La prima biforcazione evolutiva crea la distinzione tra l’animale e la pianta, che ben presto si arresta nel processo, mentre l’animale grazie al movimento e all’istinto si avventura in varie direzioni (i vertebrati si evolvono sino agli uomini). Ma anche l’istinto è vittima della ripetitività, dell’abitudine. Di qui il sorgere dell’intelligenza umana, capace di produrre strumenti inorganici, rimediando all’insufficienza dell’istinto naturale. Così l’uomo si avvia sulla strada della coscienza e del concetto. L’homo faber precede sempre l’homo sapiens, il momento del linguaggio.

 Il raffinamento dell’attitudine astrattiva è rappresentato dalla scienza (procedimento tipico è l’analisi). Si tratta di un’impresa non conoscitiva, bensì economica, ma è conservato un legame con l’istinto. Il ritorno all’istinto, disinteressato e consapevole, è rappresentato dall’intuizione, organo di una reale conoscenza partecipativa, che si esprime nell’arte e nella metafisica.

Nel 1932 Bergson dà alla luce un suo ulteriore capolavoro: “Le due fonti della morale e della religione”. Alla base la filosofia della vita, elaborata nell’Evoluzione creatrice: polarità nell’élan del senso scientifico conservativo e di quello metafisico creativo. Società chiusa e società aperta si differenziano l’una per i principi morali costrittivi e la coesione data da una religione statica, dottrinale, impostata su un ordine gerarchico, l’altra orientata verso principi morali universali, che privilegia l’esperienza mistica, fonte di una religione dinamica.

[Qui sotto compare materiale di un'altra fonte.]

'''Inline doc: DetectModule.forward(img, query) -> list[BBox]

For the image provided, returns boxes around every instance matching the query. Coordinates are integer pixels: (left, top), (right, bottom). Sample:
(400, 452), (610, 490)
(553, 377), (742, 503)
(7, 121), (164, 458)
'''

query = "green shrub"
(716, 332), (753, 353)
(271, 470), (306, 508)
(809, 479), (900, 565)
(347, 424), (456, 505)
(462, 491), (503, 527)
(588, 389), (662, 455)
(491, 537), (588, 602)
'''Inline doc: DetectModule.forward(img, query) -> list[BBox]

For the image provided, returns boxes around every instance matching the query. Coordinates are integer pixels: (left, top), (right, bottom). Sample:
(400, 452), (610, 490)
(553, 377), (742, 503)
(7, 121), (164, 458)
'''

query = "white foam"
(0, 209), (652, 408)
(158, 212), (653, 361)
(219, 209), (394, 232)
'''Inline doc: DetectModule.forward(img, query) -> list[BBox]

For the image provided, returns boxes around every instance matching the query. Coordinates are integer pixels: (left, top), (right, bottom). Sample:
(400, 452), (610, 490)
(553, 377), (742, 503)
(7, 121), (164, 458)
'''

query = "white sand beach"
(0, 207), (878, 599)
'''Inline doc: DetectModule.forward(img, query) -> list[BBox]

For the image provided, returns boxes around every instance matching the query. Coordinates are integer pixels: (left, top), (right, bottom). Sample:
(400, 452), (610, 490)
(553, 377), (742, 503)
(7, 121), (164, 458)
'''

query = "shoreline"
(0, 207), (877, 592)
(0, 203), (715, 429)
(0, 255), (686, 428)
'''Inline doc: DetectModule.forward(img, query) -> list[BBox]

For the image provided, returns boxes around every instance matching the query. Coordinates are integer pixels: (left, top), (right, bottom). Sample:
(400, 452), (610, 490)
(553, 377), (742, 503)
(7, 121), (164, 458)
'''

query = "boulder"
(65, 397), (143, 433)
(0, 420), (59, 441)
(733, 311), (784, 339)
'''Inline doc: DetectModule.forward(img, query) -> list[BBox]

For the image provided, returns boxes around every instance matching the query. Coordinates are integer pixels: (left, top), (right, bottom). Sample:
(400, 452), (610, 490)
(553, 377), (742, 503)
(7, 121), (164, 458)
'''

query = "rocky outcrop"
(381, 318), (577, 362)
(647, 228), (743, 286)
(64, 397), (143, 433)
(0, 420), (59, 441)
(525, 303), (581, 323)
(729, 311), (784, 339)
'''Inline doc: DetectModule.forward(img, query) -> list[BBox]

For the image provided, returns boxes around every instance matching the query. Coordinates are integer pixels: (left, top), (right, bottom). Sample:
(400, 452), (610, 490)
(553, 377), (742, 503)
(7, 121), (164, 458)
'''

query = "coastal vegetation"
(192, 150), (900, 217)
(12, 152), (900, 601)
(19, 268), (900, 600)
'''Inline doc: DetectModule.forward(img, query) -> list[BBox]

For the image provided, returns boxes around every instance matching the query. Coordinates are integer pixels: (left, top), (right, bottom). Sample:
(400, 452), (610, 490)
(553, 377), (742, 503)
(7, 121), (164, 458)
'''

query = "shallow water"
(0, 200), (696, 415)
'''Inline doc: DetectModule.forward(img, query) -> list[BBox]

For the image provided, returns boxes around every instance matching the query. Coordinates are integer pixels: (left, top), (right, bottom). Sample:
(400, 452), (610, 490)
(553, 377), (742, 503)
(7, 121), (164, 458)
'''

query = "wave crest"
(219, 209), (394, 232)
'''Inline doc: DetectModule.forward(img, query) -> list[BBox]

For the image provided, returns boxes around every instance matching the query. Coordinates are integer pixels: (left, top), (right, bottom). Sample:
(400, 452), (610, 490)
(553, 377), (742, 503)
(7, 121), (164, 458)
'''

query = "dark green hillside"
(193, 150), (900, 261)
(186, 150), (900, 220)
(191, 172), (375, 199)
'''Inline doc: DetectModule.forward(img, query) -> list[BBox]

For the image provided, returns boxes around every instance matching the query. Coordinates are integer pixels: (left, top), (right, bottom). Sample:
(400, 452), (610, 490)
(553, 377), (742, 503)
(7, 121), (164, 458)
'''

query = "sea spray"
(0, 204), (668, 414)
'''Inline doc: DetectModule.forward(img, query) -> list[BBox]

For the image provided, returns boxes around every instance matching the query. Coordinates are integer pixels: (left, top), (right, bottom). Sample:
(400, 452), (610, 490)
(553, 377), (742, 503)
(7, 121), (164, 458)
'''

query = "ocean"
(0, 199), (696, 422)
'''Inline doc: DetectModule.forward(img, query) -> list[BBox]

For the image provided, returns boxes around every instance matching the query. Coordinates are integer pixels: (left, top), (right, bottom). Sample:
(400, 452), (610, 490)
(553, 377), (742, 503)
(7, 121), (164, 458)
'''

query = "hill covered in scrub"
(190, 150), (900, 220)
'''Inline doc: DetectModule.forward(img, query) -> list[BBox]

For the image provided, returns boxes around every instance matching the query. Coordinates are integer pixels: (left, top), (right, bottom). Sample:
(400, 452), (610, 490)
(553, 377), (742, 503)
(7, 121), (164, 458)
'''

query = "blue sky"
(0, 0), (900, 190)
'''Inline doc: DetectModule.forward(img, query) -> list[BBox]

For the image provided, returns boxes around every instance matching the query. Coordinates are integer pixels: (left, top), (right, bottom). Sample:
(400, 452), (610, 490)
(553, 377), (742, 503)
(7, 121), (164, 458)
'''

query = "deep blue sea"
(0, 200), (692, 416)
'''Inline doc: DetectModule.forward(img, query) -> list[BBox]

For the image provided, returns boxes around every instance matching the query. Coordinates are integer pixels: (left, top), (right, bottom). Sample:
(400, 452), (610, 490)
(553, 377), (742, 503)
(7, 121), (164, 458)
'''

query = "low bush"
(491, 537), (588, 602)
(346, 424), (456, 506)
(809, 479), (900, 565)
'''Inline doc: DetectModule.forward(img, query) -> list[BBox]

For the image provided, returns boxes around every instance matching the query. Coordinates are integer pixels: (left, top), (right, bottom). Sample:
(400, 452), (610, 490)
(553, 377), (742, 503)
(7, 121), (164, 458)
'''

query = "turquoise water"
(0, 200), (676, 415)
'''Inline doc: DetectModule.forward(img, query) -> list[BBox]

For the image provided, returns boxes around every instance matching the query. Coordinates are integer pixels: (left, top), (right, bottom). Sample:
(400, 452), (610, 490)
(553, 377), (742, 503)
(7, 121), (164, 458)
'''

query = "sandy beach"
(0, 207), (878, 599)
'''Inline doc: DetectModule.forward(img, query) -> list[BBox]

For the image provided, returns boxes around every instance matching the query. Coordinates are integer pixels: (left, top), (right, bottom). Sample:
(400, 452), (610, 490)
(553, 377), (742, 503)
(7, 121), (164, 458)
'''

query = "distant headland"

 La società industriale contemporanea per essere democratica e non violenta si deve affrancare dalla soddisfazione dei desideri più grossolani, dal benessere esagerato e dal lusso riservati a un certo numero, rispetto all’esigenza di una liberazione per tutti, pena il pericolo di contese sociali, terribili guerre e l’estinzione totale dell’umanità come esito del processo storico.

Bergson riconosce comunque un ruolo ineludibile alle macchine nella creazione di un nuovo ordine, un nuovo salto evolutivo: la mistica chiama la meccanica, la meccanica esige una mistica, cioè un supplemento d’anima. La religione, con la forza del mito, ha posto nel passato un argine agli eccessi dell’individualismo. Ora bisogna fare forza sull’intuizione e sulla tecnica al fine di perseguire un moderno “amore universale e attivo”.